I hope this sounds good?

I was just wondering if there is a better method to do this? Because for this, I had to use a lot of photoshop to rotate the picture until the balloon was perfectly horizontal ( because all balloons were not straight - see attachment) in order to get the integral as precise as possible. If anybody is thinking that was silly, well he is right, I could simply define new coordinate system but, sadly software I used - Graph Digitizer, does not have that option and even if it did, it would be extremely hard to determine units.

So is there a simpler and faster version how to do this with the same or even better precision. Fitting a curve? Well yes, another option too, but the fact is that the difference between the volumes is so small that the software might use the same functions for every balloon - meaning the same volume for all of them

 

[Stephen Tashi]

Is there any other way to do is more elegant and as precise as possible?

I don't claim to have a definite method, but I'll suggest that you consider several frames preceeding the blow up. Sometimes you get a better estimate of the final value of a process by fitting a formula to an interval of it instead of just trying to estimate the final value by itself.

You might be able to bring more physics into the analysis. For example, is the balloon being inflated by a source that is roughly at constant pressure over several frames just before the balloon blows up? Is there a known solution to an idealized version of the experiment? (e.g. blowing up a perfectly spherical ballon). Does the formula for the idealized version suggest fitting some linear or quadratic formulat for V(t) to several frames of data?

 

[gerben]

Well yes, that is exactly what I did. This purple curve is full of points which I can manually put there with the program written above (Graph Digitzer). This program than exports X and Y coordinates of all the points in .txt file.

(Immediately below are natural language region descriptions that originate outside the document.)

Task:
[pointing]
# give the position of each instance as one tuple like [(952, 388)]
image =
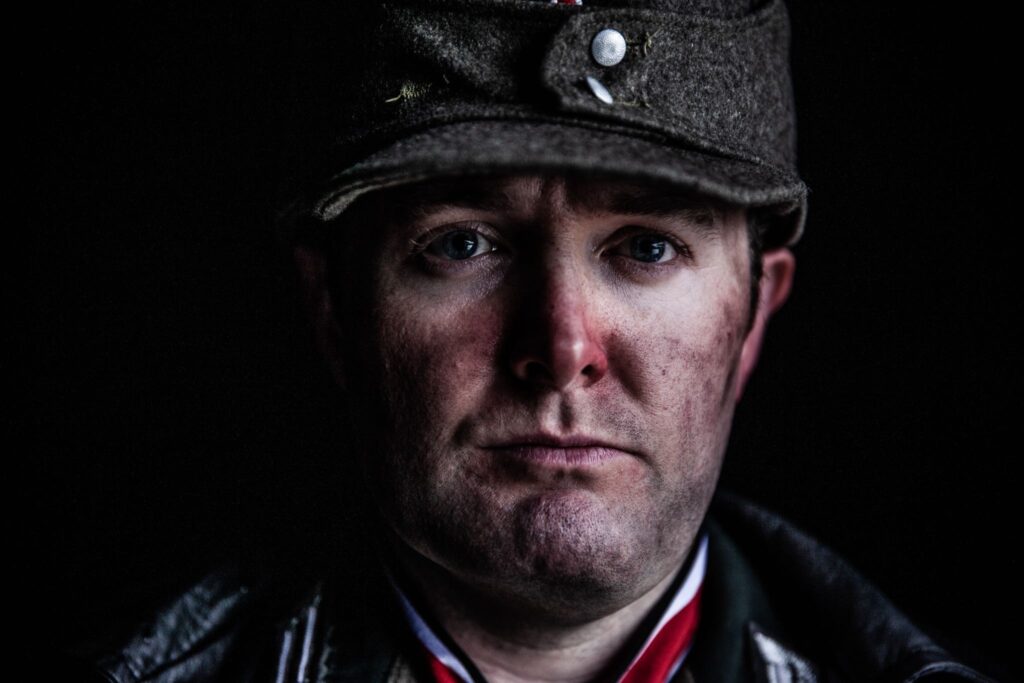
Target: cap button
[(608, 47)]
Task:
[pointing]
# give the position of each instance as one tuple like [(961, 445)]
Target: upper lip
[(554, 441)]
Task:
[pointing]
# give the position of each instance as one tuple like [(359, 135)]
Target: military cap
[(695, 93)]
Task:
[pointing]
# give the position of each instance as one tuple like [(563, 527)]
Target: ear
[(776, 280), (320, 307)]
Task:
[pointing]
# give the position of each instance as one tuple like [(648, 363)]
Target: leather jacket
[(776, 607)]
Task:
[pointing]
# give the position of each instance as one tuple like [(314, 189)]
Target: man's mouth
[(559, 451)]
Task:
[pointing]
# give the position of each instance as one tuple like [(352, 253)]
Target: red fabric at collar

Since the vector from the first point (of all the purple points) to the last point is more-or-less the principle axis of your balloon you could take that vector as your x-axis and take the 2D vector orthogonal to that as your y-axis. Just project each of your purple points onto that y-axis then square and multiply by pi and add it all up (and you probably want to just linearly interpolate in between any two subsequent purple points).